I’m only now getting round to reading Too Big to Fail, and to assume these guys have more clue than we is perhaps being generous. But yeah, who currently holds the Greek CDS bag is an interesting question. Kyle Bass started buying Greek CDS in mid-08 for an incredible 11 bps, and stands to make about a $1 bn when they trigger.

He got them from Goldman and they’re posting collateral. Assuming the other purchasers of Greek CDS insisted on collateral posting, the fallout might not be that big. It’s more the precedent it sets that scares everyone, methinks. We will then have crossed the modern western democracy default rubicon, entering a brave new world where nothing is risk free.

@ Karl Whelan, Mr Bond if he’s around.

Just having a look at the paper posted by Karl.

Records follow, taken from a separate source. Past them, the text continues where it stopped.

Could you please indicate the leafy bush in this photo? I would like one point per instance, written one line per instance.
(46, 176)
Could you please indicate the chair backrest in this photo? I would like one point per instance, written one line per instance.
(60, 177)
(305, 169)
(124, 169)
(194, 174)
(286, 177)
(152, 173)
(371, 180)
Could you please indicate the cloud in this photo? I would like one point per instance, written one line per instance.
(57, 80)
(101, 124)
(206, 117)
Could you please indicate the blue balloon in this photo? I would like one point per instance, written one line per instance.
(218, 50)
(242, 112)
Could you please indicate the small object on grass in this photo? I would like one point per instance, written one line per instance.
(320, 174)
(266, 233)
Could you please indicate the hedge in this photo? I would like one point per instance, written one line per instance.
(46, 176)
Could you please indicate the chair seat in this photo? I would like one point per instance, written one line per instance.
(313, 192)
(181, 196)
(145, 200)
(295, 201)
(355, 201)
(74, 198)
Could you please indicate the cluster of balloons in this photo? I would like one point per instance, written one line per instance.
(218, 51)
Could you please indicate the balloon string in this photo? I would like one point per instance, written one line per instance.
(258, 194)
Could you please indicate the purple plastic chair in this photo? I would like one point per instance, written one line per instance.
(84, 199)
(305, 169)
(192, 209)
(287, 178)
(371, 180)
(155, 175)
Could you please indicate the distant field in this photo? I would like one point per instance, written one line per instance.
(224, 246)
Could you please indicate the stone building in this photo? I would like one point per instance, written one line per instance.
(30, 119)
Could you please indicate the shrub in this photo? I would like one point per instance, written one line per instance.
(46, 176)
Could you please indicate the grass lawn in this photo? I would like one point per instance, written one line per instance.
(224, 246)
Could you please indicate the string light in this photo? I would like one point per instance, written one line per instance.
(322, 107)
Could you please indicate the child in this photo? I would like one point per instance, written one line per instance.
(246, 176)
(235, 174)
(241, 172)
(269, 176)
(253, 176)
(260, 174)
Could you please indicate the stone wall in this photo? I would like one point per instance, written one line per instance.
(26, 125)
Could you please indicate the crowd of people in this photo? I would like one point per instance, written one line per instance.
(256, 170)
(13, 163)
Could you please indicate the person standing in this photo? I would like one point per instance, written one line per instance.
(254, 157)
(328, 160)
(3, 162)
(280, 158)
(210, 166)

Here’s a quick question. When buyers buy a EZ government bond – Irish, Greek, German or whatever, what does it say on the fine print about the chances of losing your money?

A lot of this argument seems to me to be about the ‘assumed risk free status’ of sovereign debt, so it would be nice to see what was actually written down when institutions/people bought the bonds.

Is there a link to something like this?

@ Gavin

“fine print”? They don’t do full on prospectus’, just ‘offering circulars’, and thats just a few pages with some technical info on settlement etc. Think the most the NTMA have is a disclaimer saying you should seek independent advice before buying or selling government bonds.

@ Mr Bond & aiman

Thanks for that. It was just that so many financial offers that go to the public have warnings like ‘your investment may go down as well as up, that I wondered if something like, ‘in case of national emergency, eg Art of God, etc…’ was included.

I think I heard correctly a few minutes ago – Merkel threatened Greece that if they don’t get this PSI deal sorted asap they will lost their next tranche of aid… though she is still saying that she ‘hopes’ Greece will stay in the EZ. So there you have it – a German leader saying that a disorderly default is a possibility and the Troika will actually allow it to happen by holding that tranche back?

I suspect the threat was aimed more at the other side of the negotiating table than the Greeks themselves: accept the deal or end up in an even worse position/lose more. We’re going to have some very unhappy bondholders … after all, the Greek PSI deal is now being touted as the primary source of contagion.

Ordinarily, the PM or FM of a country on the end of a threat like that would be hitting the airwaves no longer than 3-4 hours after such a statement related to their country. I wonder if we will get any comments about Merkel’s statement from the Greeks today?

Sony Kapoor on twitter:
“I am getting concerned that 2 many people r getting confused between face value & NPV haircuts on #Greek debt”
“So people, a 50% face value haircut on #Greek debt may even b a 60-75% NPV haircut @ 12% discount rates”

If you are the defaulter, are you more concerned about the face value than the NPV as the NPV is irrelevant unless you are buying the bonds back?